When Kroger committed to an enterprise-wide design-system modernization, tokens became the connective tissue. Not because they were fashionable, but because they were the only artifact that designers, engineers, accessibility specialists, and product owners could co-own.
Our team treated the token pipeline like product infrastructure. The system ingested updates from Figma libraries, validated them against WCAG, generated multi-platform outputs, and triggered documentation changes in one pass.
Map atomic semantics first
We started by cataloging every semantic need across web, native, and kiosk experiences. Naming wasn’t relegated to late-stage bikeshedding—it was rolled into discovery with designers and content strategists.
This groundwork prevented brittle overrides later. When design introduced new motion primitives, the schema absorbed them without breaking parity across SDKs.
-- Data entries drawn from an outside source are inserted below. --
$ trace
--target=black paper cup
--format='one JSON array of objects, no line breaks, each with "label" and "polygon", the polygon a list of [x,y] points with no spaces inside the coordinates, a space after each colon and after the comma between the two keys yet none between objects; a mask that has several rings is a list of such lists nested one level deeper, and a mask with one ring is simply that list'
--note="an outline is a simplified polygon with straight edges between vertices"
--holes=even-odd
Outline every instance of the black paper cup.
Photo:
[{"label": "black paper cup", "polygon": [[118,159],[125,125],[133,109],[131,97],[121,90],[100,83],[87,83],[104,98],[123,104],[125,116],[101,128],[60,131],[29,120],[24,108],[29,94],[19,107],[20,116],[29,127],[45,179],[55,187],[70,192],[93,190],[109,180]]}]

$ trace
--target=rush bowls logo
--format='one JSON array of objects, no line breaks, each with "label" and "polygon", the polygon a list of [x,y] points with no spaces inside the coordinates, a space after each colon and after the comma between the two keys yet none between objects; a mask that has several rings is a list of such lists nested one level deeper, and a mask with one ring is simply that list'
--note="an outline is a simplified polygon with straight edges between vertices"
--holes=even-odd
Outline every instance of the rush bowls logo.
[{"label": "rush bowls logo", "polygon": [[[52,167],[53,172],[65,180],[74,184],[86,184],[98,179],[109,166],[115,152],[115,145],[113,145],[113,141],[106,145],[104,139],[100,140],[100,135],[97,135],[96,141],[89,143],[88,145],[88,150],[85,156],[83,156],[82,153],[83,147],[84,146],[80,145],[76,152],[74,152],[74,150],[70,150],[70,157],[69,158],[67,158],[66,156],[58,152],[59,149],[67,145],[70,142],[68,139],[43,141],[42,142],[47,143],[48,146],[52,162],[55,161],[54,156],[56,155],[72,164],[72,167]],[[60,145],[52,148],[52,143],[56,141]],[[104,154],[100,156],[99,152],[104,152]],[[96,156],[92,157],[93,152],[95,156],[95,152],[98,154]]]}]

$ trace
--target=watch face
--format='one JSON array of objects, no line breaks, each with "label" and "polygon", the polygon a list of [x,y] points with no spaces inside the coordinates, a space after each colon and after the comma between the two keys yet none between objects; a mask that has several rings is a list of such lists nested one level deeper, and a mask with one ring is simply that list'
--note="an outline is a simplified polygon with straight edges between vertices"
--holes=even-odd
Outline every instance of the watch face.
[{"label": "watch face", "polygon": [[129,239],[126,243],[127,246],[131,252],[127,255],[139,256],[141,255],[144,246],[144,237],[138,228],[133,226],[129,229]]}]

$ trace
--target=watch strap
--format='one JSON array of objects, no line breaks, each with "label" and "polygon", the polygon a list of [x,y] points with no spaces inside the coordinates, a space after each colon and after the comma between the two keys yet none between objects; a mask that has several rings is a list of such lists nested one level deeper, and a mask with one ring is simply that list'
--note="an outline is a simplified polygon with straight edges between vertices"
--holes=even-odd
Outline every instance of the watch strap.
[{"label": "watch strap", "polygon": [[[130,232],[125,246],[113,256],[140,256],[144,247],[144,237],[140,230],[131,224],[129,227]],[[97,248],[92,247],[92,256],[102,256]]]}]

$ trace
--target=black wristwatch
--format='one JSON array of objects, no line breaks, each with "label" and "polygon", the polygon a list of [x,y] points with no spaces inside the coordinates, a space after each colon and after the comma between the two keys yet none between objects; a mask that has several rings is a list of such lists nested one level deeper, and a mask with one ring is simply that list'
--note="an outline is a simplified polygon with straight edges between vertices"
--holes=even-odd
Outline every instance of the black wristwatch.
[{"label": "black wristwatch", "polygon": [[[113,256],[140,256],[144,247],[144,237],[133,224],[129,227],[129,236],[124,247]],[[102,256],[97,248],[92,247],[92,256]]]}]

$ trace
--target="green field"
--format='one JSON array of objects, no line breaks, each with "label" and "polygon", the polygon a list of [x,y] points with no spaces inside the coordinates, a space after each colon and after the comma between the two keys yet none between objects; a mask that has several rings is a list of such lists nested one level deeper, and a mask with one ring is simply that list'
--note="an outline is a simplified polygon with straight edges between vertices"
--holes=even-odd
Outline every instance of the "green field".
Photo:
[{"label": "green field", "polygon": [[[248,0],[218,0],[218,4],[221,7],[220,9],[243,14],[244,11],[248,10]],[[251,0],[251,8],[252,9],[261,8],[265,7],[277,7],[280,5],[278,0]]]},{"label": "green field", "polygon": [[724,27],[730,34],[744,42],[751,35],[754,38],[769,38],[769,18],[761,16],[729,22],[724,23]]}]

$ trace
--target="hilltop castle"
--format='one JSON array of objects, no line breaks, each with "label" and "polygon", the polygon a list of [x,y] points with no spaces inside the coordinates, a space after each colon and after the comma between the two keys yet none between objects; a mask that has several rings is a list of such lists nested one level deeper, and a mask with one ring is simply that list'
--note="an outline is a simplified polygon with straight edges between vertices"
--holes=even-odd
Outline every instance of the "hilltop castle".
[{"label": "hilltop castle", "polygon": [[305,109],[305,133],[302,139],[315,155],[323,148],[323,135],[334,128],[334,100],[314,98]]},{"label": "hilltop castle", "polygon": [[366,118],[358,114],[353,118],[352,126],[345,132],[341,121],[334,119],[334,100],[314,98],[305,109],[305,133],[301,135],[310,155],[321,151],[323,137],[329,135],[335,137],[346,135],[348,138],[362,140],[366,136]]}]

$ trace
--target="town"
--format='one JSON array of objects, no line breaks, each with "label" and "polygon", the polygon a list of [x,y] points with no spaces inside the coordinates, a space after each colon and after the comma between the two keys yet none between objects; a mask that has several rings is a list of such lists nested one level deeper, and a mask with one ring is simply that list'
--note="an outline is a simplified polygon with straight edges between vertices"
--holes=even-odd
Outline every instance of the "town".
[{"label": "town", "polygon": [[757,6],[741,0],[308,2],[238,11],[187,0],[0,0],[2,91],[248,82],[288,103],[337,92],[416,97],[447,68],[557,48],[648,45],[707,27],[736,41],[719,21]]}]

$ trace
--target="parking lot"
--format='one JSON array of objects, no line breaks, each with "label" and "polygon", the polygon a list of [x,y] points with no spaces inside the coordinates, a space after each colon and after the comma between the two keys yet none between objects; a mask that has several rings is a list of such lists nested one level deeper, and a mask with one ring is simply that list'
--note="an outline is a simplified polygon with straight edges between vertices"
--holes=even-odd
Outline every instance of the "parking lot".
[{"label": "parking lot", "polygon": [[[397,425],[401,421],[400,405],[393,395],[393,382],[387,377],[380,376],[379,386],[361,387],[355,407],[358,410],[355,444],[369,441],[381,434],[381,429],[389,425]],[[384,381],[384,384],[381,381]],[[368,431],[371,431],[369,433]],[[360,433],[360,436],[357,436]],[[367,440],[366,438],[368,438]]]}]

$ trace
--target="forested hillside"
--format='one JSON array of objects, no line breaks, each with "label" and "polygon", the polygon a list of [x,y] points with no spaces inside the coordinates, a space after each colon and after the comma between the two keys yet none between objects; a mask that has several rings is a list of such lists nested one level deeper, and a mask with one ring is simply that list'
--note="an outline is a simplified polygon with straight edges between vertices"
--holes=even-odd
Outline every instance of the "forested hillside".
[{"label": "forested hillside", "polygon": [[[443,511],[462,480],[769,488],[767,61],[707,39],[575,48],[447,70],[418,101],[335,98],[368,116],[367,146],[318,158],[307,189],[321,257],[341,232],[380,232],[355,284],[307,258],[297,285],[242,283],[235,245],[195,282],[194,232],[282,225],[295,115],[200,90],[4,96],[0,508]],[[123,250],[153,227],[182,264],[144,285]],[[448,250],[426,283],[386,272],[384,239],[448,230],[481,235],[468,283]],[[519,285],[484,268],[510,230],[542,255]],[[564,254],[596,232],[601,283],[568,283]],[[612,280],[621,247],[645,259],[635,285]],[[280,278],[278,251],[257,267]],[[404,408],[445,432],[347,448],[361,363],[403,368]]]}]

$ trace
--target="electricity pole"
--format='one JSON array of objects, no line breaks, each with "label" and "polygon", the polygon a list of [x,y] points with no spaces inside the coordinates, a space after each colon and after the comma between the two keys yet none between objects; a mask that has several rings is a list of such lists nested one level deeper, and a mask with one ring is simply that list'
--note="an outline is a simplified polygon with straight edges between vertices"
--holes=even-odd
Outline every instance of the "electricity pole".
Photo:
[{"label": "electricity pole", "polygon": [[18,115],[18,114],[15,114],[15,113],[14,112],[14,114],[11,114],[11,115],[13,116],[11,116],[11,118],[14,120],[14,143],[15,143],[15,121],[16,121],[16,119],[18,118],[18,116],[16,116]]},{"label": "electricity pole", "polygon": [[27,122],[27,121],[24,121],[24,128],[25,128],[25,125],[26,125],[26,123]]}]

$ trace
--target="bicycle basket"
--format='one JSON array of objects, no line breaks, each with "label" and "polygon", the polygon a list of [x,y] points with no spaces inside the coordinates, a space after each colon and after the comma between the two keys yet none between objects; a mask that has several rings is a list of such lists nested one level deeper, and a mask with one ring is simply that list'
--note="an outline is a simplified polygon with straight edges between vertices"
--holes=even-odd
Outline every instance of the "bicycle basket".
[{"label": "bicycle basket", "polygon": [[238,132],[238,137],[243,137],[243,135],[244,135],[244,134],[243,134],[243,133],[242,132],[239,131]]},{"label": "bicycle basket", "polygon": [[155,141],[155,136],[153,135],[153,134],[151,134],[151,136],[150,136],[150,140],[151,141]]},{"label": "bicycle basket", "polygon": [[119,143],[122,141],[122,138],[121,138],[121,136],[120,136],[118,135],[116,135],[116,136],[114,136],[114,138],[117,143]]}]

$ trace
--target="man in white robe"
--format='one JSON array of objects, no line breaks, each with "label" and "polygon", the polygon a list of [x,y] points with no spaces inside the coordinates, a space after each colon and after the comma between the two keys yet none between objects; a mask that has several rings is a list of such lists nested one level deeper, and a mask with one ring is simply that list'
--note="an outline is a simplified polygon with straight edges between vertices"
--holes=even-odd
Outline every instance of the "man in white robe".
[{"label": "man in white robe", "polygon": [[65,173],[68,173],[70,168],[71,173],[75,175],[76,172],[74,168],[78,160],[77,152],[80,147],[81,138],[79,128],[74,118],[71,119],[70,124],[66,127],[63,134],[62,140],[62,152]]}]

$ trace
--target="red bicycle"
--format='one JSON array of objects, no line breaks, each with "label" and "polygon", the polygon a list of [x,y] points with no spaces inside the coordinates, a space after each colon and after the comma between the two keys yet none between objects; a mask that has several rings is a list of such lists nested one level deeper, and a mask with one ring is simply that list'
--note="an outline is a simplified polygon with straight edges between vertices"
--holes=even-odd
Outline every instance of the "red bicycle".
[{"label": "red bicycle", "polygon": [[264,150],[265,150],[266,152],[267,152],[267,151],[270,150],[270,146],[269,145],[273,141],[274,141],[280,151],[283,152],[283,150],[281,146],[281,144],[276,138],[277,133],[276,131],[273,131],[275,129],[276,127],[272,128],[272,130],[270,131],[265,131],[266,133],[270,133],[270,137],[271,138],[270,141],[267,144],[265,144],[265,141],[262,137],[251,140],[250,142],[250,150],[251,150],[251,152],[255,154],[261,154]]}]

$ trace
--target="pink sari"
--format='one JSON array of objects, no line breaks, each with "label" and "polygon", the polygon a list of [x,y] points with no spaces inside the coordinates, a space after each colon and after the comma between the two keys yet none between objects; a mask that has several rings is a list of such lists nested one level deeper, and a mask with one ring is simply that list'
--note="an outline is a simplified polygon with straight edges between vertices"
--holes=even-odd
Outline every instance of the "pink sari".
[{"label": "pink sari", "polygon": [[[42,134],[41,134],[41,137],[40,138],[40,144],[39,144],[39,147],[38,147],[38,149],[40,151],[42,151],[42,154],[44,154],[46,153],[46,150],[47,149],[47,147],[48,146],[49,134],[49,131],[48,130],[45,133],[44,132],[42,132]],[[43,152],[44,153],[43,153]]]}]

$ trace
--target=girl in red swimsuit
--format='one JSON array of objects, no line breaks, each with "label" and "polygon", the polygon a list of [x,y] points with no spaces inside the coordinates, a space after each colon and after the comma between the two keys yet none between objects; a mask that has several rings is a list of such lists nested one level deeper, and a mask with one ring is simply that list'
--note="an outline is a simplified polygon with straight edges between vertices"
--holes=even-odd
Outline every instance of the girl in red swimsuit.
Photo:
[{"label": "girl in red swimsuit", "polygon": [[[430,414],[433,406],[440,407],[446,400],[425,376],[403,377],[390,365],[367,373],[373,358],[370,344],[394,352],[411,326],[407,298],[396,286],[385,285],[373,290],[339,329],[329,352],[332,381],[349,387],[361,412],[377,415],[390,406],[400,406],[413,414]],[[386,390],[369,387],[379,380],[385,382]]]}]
- Align tokens to intent (e.g., `action/primary/background`) instead of hexadecimal values
- Codify guardrails for contrast, spacing ratios, and typography scales at the token level
- Model fallbacks up front so cross-platform packages ship from one source
Automate the governance feedback loop
Every token PR triggered automated docs updates, changelog generation, and Slack notifications to consuming teams. Combined with adoption dashboards, this made design ops transparent and measurable.
Release trains shrank from weeks to days because product teams trusted the signal—and the automation gave us confidence to iterate quickly.